The four-wheel-drive model, which Ingolstadt insiders suggest will be sold in both the regular E-tron and coupé-like E-tron Sportback bodystyles from as early as 2020, has been conceived to provide added performance and dynamic attributes to the range in the same way as the SQ5 advances on the driving prowess of the Q5.
Changes include a lowered ride height, likely achieved through the adoption of altered software for the standard air suspension setup.
Also evident on the lightly camouflaged prototypes are new performance-focused wheels and tyres that aren't currently available on the E-tron. These are intended to lower the ride height and provide greater levels of grip.
Details relating to the driveline of the fettled E-tron 'S' remain under wraps. However, Audi engineering sources admit they've already tested various layouts beyond the two electric motors of the standard car. Included is the triple motor layout of the original E-tron quattro concept that was revealed at the 2015 Frankfurt motor show.
In standard guise, the E-tron produces a combined 355bhp and 415lb ft of torque or, in Boost mode for a maximum of eight seconds, 402bhp and 490lb ft.

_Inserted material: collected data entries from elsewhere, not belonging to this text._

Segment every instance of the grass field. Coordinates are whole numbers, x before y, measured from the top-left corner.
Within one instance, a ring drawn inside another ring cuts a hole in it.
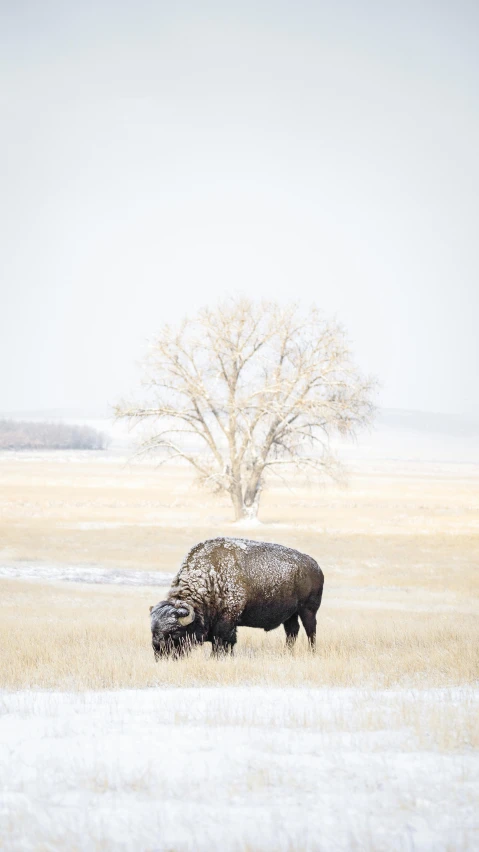
[[[478,593],[479,467],[361,464],[349,487],[275,486],[250,537],[311,552],[328,584]],[[237,535],[186,468],[113,454],[0,455],[0,560],[174,571],[191,544]]]
[[[211,660],[205,645],[185,660],[155,663],[148,604],[164,596],[157,587],[1,580],[0,594],[0,684],[10,689],[431,687],[478,678],[479,620],[468,611],[409,612],[367,598],[354,608],[349,598],[326,598],[314,656],[302,634],[291,654],[282,628],[240,628],[233,658]]]
[[[265,494],[262,524],[181,467],[125,465],[114,455],[0,459],[0,564],[75,563],[174,572],[214,535],[279,541],[322,566],[319,653],[284,654],[282,628],[240,630],[236,657],[204,650],[155,665],[148,606],[158,588],[42,585],[0,579],[0,685],[114,688],[158,683],[315,685],[474,683],[478,677],[479,502],[468,465],[357,466],[350,486],[297,483]]]
[[[476,849],[477,474],[358,464],[238,528],[182,468],[1,456],[2,848]],[[233,658],[154,662],[163,574],[220,534],[315,556],[316,655],[240,628]]]

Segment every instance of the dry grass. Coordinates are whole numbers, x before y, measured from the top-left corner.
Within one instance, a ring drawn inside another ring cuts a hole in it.
[[[148,604],[161,591],[0,581],[0,687],[117,689],[151,686],[446,686],[479,677],[472,614],[367,609],[320,611],[318,653],[300,634],[291,655],[282,628],[241,628],[233,658],[210,645],[154,662]]]
[[[349,487],[274,487],[263,527],[312,553],[329,586],[479,593],[478,471],[469,465],[359,466]],[[188,548],[233,535],[232,509],[192,487],[187,469],[0,455],[0,559],[171,572]]]
[[[176,570],[196,541],[237,534],[225,502],[187,470],[0,456],[0,560]],[[0,686],[460,685],[478,680],[479,504],[469,465],[360,468],[350,487],[265,494],[242,534],[314,555],[326,575],[316,657],[282,629],[240,630],[233,659],[209,646],[155,664],[158,588],[0,581]]]

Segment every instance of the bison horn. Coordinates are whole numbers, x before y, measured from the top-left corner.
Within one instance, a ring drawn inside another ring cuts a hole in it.
[[[191,622],[195,620],[195,611],[189,603],[182,603],[181,608],[183,609],[184,607],[187,607],[188,615],[183,615],[181,618],[178,618],[178,624],[181,624],[182,627],[187,627],[188,624],[191,624]]]

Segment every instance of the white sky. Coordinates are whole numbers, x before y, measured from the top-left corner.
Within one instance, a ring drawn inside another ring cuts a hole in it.
[[[166,320],[315,301],[388,407],[479,414],[479,4],[0,0],[0,410]]]

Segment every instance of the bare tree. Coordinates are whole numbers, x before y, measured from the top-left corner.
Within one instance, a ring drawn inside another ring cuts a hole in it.
[[[153,421],[140,451],[181,458],[226,492],[236,519],[253,518],[268,474],[337,477],[334,432],[373,415],[374,383],[352,363],[345,333],[315,308],[247,299],[165,326],[144,363],[144,404],[118,417]]]

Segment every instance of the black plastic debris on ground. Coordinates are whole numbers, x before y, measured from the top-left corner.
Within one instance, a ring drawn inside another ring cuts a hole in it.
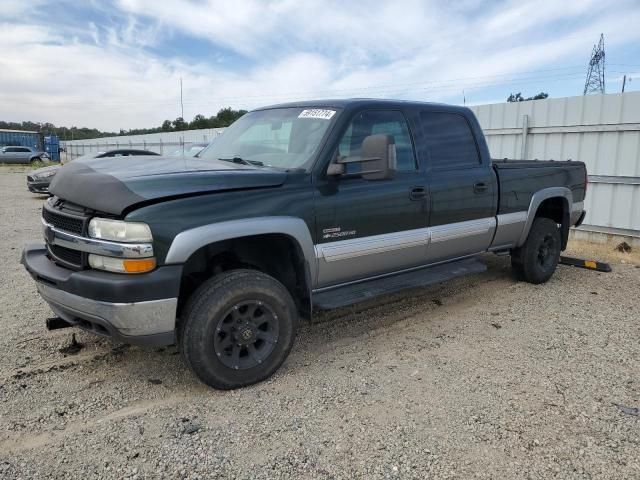
[[[71,343],[66,347],[62,347],[58,350],[60,353],[64,355],[77,355],[80,353],[80,350],[84,348],[84,345],[76,340],[76,334],[71,334]]]
[[[631,245],[627,242],[621,242],[616,245],[616,250],[623,253],[631,253]]]

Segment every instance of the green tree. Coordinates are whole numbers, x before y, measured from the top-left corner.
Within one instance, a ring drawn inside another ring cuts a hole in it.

This output could easily be increased through the introduction of a third electric motor. Such a move would also enable Audi to provide performance versions of the E-tron with individual drive to each of the rear wheels for better traction and more neutral handling qualities in combination with torque vectoring for the front wheels.
Audi is also aiming to significantly reduce the E-tron's 0-62mph time, likely well below the 5.0sec barrier.
One thing that's unlikely to be altered on the E-tron 'S', however, is the battery capacity; Audi has already stated that this will remain at 95kWh when it offers further variants of its first dedicated EV.